UNC Greensboro’s School of Nursing graduates take giant steps ‒ from the impact of daily patient care and outreach to becoming leaders in the nation’s top nursing organizations. One of those is Dr. Ernest J. Grant ’93 MSN, ’15 PhD.
Grant grew up in a small town in the mountains of North Carolina, as the youngest son of seven children. After high school, he enrolled in Asheville-Buncombe Technical Community College for the Licensed Practical Nursing program, and the rest is history. Big history.
Grant received his master’s degree in nursing from UNCG in 1993 and later returned to earn his doctorate. In 2015, he became the first African American male to graduate from the university with a doctorate degree in nursing.
This month, he was elected president of the American Nurses Association (ANA), the premier organization of the nation’s four million registered nurses. He is the first male to hold the position at a time when, on average, under ten percent of practicing nurses are male.
“I am extremely delighted and humbled to have the opportunity to advocate for the nation’s four million registered nurses, the nursing profession and those whom we care for,” said Grant. “I could not have gotten this far in my career without the education I received at UNCG – an education I use every day to advance health and health care.”
Grant, who was previously ANA vice president, is an internationally recognized burn care and fire safety expert. He oversees the nationally acclaimed North Carolina Jaycee Burn Center at the University of North Carolina (UNC) Hospitals in Chapel Hill, where he has coordinated prevention outreach programs for more than 35 years.
After Sept. 11, 2001, he volunteered at the Burn Center at New York-Presbyterian Hospital / Weill Cornell Medical Center, and cared for patients injured during the attacks on the World Trade Center. For his service he received the Nurse of the Year Award from then president George W. Bush.
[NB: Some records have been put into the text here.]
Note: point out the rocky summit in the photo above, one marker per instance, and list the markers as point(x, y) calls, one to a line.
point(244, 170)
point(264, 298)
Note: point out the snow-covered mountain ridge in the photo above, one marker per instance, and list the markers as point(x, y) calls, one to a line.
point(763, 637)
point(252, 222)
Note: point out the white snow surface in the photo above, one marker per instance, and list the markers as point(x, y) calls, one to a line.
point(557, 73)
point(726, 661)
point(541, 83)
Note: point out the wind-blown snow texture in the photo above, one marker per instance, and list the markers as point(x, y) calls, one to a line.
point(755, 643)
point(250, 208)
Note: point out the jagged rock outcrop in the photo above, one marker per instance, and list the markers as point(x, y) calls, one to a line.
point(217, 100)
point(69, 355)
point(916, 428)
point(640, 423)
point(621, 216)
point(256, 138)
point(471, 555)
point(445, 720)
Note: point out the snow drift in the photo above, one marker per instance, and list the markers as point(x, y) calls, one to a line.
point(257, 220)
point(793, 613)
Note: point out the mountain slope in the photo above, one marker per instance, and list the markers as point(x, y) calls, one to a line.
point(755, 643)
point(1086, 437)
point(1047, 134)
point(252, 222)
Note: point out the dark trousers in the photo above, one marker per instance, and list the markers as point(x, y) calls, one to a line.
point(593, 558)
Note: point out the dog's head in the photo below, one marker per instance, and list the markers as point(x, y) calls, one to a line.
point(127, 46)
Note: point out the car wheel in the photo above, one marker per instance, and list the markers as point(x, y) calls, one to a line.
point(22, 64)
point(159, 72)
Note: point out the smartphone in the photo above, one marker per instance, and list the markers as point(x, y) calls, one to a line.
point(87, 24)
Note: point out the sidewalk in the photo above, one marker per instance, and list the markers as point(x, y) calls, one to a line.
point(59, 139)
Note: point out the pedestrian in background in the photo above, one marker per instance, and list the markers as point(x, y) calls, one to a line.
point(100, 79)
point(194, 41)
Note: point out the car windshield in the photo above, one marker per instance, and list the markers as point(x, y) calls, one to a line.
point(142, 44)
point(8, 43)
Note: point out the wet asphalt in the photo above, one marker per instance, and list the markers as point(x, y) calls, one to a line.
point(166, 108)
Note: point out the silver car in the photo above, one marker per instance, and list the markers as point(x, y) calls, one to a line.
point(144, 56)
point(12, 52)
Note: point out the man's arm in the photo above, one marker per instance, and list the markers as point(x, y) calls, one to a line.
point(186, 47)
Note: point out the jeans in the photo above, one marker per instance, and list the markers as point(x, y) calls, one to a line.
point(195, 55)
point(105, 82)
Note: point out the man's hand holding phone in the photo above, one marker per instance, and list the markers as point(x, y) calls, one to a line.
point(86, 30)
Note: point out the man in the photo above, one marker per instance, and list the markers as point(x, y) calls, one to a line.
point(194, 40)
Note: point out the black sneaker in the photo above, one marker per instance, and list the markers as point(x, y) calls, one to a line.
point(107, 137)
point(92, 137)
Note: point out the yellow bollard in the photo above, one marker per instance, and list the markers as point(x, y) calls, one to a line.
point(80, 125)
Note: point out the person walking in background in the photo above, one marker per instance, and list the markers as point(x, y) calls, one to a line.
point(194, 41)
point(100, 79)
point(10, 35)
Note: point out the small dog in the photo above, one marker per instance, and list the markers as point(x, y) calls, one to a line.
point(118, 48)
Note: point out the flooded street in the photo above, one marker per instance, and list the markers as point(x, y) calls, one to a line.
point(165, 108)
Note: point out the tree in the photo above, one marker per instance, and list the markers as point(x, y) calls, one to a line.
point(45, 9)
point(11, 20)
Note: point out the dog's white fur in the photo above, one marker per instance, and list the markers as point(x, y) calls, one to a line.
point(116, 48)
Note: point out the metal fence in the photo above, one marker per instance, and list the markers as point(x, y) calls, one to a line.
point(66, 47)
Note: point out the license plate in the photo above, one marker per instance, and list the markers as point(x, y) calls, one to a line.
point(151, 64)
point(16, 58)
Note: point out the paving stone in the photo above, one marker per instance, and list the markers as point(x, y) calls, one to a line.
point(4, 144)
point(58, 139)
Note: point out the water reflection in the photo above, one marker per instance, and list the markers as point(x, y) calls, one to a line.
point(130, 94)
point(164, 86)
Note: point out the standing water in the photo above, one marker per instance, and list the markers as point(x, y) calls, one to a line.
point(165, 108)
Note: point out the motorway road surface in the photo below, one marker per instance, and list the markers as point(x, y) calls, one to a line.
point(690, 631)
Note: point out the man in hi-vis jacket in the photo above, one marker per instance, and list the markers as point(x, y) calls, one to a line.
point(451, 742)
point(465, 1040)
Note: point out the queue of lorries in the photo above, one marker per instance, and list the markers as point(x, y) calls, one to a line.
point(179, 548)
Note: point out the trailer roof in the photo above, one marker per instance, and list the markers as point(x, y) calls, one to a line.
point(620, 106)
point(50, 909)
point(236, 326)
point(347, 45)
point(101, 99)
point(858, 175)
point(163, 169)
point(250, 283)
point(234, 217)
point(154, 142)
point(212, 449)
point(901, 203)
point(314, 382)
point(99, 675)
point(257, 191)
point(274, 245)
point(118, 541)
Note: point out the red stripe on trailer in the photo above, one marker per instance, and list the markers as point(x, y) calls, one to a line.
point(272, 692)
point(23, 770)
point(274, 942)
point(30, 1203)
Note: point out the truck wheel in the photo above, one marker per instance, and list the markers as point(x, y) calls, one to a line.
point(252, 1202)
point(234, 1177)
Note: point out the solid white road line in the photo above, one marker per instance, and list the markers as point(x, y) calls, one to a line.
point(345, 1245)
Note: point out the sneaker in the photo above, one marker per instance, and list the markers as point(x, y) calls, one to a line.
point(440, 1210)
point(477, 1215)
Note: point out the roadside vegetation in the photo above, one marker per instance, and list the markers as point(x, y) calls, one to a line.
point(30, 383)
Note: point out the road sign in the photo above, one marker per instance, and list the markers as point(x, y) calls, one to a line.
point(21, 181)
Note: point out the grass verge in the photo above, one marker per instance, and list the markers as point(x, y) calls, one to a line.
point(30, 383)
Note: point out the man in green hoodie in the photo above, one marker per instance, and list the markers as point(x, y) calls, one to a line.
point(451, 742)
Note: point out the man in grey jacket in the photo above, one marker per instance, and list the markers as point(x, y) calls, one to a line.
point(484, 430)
Grant has also served as a consultant to the government in South Africa preparing fire safety curricula and advising the Congress on burn prevention law and policies.
“His activism and political advocacy locally, state-wide and nationally has advanced the nursing profession and inspired many students and colleagues to follow in his footsteps,” said Dean of the School of Nursing Dr. Robin Remsburg. “His expertise in burns has taken him across the country and the world.”
Grant teaches as an adjunct faculty member for the UNC-Chapel Hill School of Nursing, where he works with undergraduate and graduate nursing students in the classroom and clinical settings.
He also gives back to UNCG, remaining active on the School of Nursing Advisory Board. The year that he earned his doctorate, Grant established the Ernest J. Grant Endowed Scholarship in Nursing to provide support for multicultural male students with financial need seeking degrees in nursing.
He has been named UNC Greensboro Alumnus of the Year and in 2010 became the first African American male president of the North Carolina Nurses Association.
“We know that our students, our alums, can do whatever they set their minds to,” said Remsburg. “Ernie is a stellar example.”